Hacker News new | ask | show | jobs
by pornel 690 days ago
That's a common misconception. Advanced compilers like GCC and LLVM have optimizers working primarily on a common intermediate representation of the program, which is largely backend-independent, and written for semantics of the C abstract machine.

UB has such inexplicable and hard to explain side effects, because all the implicit assumptions in the optimization passes, and symbolic execution used to simplify expressions follow semantics of the C spec, not the details of the specific target hardware.

2 comments

Programmers have an ideal obvious translation of C programs to machine instructions in their head, but there's no spec for that.

It creates impossible expectations for the compilers.
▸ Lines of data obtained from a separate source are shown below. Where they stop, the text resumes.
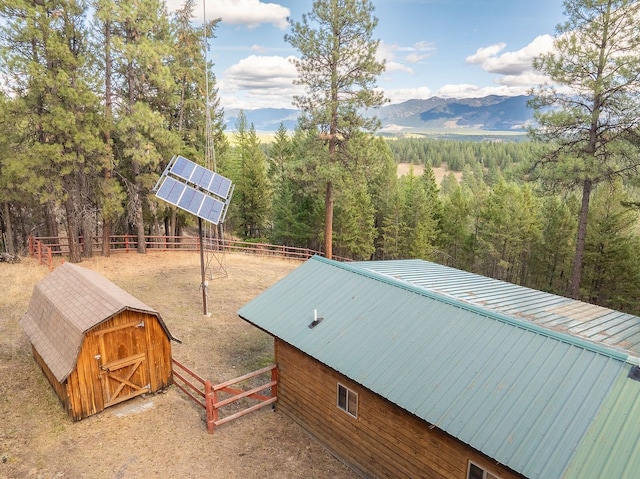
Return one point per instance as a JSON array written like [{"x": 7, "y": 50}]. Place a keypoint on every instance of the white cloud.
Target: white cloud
[
  {"x": 464, "y": 90},
  {"x": 397, "y": 57},
  {"x": 404, "y": 94},
  {"x": 515, "y": 63},
  {"x": 397, "y": 67},
  {"x": 249, "y": 13},
  {"x": 258, "y": 82}
]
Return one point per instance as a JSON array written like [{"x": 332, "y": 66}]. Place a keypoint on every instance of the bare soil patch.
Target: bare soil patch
[
  {"x": 160, "y": 435},
  {"x": 439, "y": 172}
]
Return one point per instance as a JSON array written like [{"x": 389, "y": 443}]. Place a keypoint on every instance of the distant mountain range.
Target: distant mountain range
[{"x": 489, "y": 114}]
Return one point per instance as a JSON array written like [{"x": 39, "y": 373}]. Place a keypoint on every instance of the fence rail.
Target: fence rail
[
  {"x": 59, "y": 245},
  {"x": 45, "y": 248},
  {"x": 213, "y": 397}
]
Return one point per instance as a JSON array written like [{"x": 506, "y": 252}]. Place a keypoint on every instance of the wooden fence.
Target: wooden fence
[
  {"x": 59, "y": 246},
  {"x": 213, "y": 397},
  {"x": 42, "y": 251}
]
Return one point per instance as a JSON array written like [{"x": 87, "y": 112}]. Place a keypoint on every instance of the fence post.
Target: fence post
[
  {"x": 274, "y": 388},
  {"x": 210, "y": 399}
]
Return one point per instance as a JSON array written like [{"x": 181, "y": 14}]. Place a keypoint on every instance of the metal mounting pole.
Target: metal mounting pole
[{"x": 203, "y": 284}]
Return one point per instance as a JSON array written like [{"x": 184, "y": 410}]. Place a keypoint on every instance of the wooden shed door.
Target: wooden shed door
[{"x": 124, "y": 369}]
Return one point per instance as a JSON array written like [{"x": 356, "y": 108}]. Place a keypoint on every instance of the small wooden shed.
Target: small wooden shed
[{"x": 96, "y": 344}]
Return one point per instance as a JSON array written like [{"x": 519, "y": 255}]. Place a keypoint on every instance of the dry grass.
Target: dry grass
[
  {"x": 440, "y": 172},
  {"x": 161, "y": 435}
]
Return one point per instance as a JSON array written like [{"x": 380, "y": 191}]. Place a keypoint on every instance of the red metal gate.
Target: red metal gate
[{"x": 213, "y": 397}]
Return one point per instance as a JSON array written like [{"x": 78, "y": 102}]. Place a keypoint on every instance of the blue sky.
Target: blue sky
[{"x": 447, "y": 48}]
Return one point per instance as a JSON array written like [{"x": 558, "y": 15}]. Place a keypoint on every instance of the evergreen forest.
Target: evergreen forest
[{"x": 98, "y": 97}]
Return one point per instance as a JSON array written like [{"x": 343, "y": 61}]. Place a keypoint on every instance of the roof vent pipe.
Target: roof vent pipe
[{"x": 316, "y": 319}]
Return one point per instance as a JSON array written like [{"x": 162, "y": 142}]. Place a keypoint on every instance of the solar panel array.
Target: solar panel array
[{"x": 195, "y": 189}]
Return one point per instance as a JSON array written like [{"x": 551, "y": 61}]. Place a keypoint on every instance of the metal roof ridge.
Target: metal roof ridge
[{"x": 491, "y": 313}]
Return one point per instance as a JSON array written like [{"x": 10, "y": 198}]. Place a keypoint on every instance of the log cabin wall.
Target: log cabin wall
[{"x": 383, "y": 440}]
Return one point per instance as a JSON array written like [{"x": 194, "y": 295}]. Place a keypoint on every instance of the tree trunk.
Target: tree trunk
[
  {"x": 8, "y": 228},
  {"x": 87, "y": 234},
  {"x": 328, "y": 221},
  {"x": 142, "y": 246},
  {"x": 72, "y": 232},
  {"x": 576, "y": 277},
  {"x": 106, "y": 220}
]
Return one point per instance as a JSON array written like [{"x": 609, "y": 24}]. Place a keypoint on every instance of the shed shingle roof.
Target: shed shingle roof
[
  {"x": 522, "y": 394},
  {"x": 65, "y": 305}
]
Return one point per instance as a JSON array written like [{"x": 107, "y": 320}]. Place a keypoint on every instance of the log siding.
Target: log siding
[{"x": 383, "y": 440}]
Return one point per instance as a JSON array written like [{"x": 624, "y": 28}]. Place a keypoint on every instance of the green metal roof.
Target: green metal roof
[
  {"x": 521, "y": 394},
  {"x": 588, "y": 321},
  {"x": 611, "y": 446}
]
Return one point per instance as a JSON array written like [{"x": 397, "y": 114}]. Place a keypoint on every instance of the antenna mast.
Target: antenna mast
[{"x": 212, "y": 242}]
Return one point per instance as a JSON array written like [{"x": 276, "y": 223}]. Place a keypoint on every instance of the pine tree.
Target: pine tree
[
  {"x": 339, "y": 70},
  {"x": 590, "y": 130},
  {"x": 51, "y": 82},
  {"x": 253, "y": 189}
]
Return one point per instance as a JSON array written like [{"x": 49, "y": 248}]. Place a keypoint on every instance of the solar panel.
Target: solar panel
[
  {"x": 220, "y": 186},
  {"x": 211, "y": 210},
  {"x": 192, "y": 188},
  {"x": 183, "y": 167},
  {"x": 171, "y": 190},
  {"x": 201, "y": 177},
  {"x": 189, "y": 199}
]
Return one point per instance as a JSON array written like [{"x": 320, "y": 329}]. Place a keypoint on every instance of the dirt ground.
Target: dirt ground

My recent favorite paradox is: in clang's optimizer comparing addresses of two variables always gives false, because they're obviously separate entities (the hardcoded assumption allows optimizing out the comparison, and doesn't stop variables from being in registers).

But then clang is expected to avoid redundant memcpys and remove useless copies, so the same memory location can be reused instead of copying, and then two variables on the stack can end up having the same address, contradicting the previous hardcoded result. You get a different result of the same expression depending on order of optimizations. Clang won't remove this paradox, because there are programs and benchmarks that rely on both of these.

And yet, in practice the C have written over the last 20+ years mostly ended up with "undefined behaviour" = "what CPU does"...

That may not be true in fact but it ends up that way because "undefined behaviour" tends to be implemented "to work" and we're used to behaviour of common CPUs that may have fed into expectation of what "to work" should be...